Christmas, Again | Movie review

Ten years after it premiered in the United States, Charles Poekel’s feature-length debut, Christmas, Again, finally makes its way across the pond. Made on a shoestring budget, this soulful drama explores the seldom depicted melancholy of the holiday season.

The aptly named Noel (Kentucker Audley) grapples with heartache amid the looming holidays, something that’s compounded by his unfortunate job (he’s a Christmas tree salesman). Having recently split from his girlfriend, he lives in an on-site trailer, ensuring his interactions with people are kept to a minimum. One night, he notices a young woman, Lydia (Hannah Gross, whom Mindhunter fans will recognise from the sorely missed series), passed out on a bench beside an elderly man. In fear of her safety, Noel carries her back to his trailer and the two form a sweet bond that offers some hope.

All too often, festive stories are centred on couples and families, and in a traditional tale, Noel would be an incidental character. But here he’s a reluctant lead. As such, there’s subtle class commentary in this slice-of-life indie flick. Noel survives on advent calendar chocolate (or so it first appears), energy pills and lotto tickets; his boss berates him while snatching profits from his hands, and he has to contend with snobby customers who talk down to him. Set in Brooklyn, it’s also refreshing to see Christmas in New York from the perspective of a lowly worker, as opposed to a rabid Madison Avenue consumer.
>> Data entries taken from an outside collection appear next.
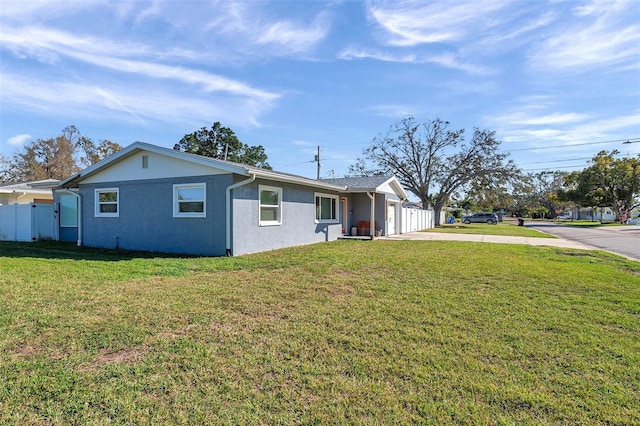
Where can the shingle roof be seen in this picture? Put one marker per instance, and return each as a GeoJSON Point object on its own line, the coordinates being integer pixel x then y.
{"type": "Point", "coordinates": [359, 182]}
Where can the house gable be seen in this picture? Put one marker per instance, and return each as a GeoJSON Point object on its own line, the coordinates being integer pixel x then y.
{"type": "Point", "coordinates": [142, 165]}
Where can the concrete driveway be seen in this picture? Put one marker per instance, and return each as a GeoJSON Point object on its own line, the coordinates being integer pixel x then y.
{"type": "Point", "coordinates": [499, 239]}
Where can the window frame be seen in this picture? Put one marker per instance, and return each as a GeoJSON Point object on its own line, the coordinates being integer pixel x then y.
{"type": "Point", "coordinates": [335, 207]}
{"type": "Point", "coordinates": [278, 207]}
{"type": "Point", "coordinates": [98, 203]}
{"type": "Point", "coordinates": [176, 203]}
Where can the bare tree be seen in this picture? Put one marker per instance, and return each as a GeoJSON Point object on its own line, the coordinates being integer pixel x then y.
{"type": "Point", "coordinates": [433, 162]}
{"type": "Point", "coordinates": [55, 158]}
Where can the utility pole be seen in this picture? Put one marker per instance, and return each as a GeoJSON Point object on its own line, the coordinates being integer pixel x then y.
{"type": "Point", "coordinates": [317, 160]}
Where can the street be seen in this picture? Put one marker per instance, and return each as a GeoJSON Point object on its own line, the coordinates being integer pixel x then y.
{"type": "Point", "coordinates": [623, 240]}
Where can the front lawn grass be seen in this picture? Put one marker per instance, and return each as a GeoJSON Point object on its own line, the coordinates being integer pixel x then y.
{"type": "Point", "coordinates": [501, 228]}
{"type": "Point", "coordinates": [382, 332]}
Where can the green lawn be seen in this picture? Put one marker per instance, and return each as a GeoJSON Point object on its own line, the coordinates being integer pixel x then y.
{"type": "Point", "coordinates": [502, 228]}
{"type": "Point", "coordinates": [382, 332]}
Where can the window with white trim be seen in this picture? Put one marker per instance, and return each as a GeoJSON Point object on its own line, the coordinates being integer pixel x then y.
{"type": "Point", "coordinates": [326, 208]}
{"type": "Point", "coordinates": [270, 205]}
{"type": "Point", "coordinates": [189, 200]}
{"type": "Point", "coordinates": [107, 202]}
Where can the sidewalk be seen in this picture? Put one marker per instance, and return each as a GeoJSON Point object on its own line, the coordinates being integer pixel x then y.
{"type": "Point", "coordinates": [499, 239]}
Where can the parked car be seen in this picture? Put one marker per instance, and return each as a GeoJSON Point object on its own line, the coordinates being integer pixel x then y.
{"type": "Point", "coordinates": [481, 217]}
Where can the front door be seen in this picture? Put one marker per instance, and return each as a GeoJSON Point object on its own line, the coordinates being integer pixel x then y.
{"type": "Point", "coordinates": [391, 218]}
{"type": "Point", "coordinates": [345, 215]}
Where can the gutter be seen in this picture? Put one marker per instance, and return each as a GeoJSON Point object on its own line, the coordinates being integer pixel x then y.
{"type": "Point", "coordinates": [79, 200]}
{"type": "Point", "coordinates": [372, 219]}
{"type": "Point", "coordinates": [228, 209]}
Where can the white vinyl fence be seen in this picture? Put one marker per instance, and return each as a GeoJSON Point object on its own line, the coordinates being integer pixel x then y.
{"type": "Point", "coordinates": [415, 220]}
{"type": "Point", "coordinates": [27, 222]}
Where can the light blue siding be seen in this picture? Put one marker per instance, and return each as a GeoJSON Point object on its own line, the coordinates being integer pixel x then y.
{"type": "Point", "coordinates": [298, 220]}
{"type": "Point", "coordinates": [145, 219]}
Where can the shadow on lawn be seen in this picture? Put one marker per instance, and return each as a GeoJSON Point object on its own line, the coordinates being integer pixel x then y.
{"type": "Point", "coordinates": [63, 250]}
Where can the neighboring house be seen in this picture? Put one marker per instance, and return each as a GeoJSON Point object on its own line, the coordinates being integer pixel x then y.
{"type": "Point", "coordinates": [27, 211]}
{"type": "Point", "coordinates": [38, 192]}
{"type": "Point", "coordinates": [149, 198]}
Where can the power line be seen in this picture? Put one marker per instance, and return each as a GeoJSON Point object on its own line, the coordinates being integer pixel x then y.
{"type": "Point", "coordinates": [626, 140]}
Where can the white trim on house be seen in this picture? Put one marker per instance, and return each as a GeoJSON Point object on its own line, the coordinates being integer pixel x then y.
{"type": "Point", "coordinates": [98, 204]}
{"type": "Point", "coordinates": [275, 208]}
{"type": "Point", "coordinates": [333, 206]}
{"type": "Point", "coordinates": [199, 202]}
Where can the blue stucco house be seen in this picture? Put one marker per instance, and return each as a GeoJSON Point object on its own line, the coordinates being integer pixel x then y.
{"type": "Point", "coordinates": [150, 198]}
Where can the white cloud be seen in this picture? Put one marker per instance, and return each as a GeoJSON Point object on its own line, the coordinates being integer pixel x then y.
{"type": "Point", "coordinates": [410, 23]}
{"type": "Point", "coordinates": [392, 111]}
{"type": "Point", "coordinates": [138, 103]}
{"type": "Point", "coordinates": [521, 118]}
{"type": "Point", "coordinates": [55, 44]}
{"type": "Point", "coordinates": [603, 34]}
{"type": "Point", "coordinates": [293, 37]}
{"type": "Point", "coordinates": [446, 59]}
{"type": "Point", "coordinates": [19, 140]}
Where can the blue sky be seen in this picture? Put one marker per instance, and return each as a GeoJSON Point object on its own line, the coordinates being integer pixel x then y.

Depression is often at its highest during the festive period, wherein merry spirits are something of a societal expectation. Even the title itself invokes the cyclical monotony of life as a seasonal worker. With its lo-fi aesthetic, the film is anchored by understated performances from Audley and Gross, who share a natural rapport. The dialogue is reminiscent of the mumblecore subgenre (itself inspired by the realist cinema of John Cassavetes) of the mid 2000s and early 2010s, with fleeting glances in lieu of Hollywood exposition. It’s a tad flat and monotone, but for a movie centred around loneliness and depression, that may be precisely the point.

An anti-Christmas movie of sorts, Christmas, Again is a worthy antidote to the saccharine films that inundate our screens throughout December. This poignant, relatable tale of festive blues may not be escapist fare, but it’s all the better for it.

Antonia Georgiou

Christmas, Again is released in select cinemas on 12th December 2025.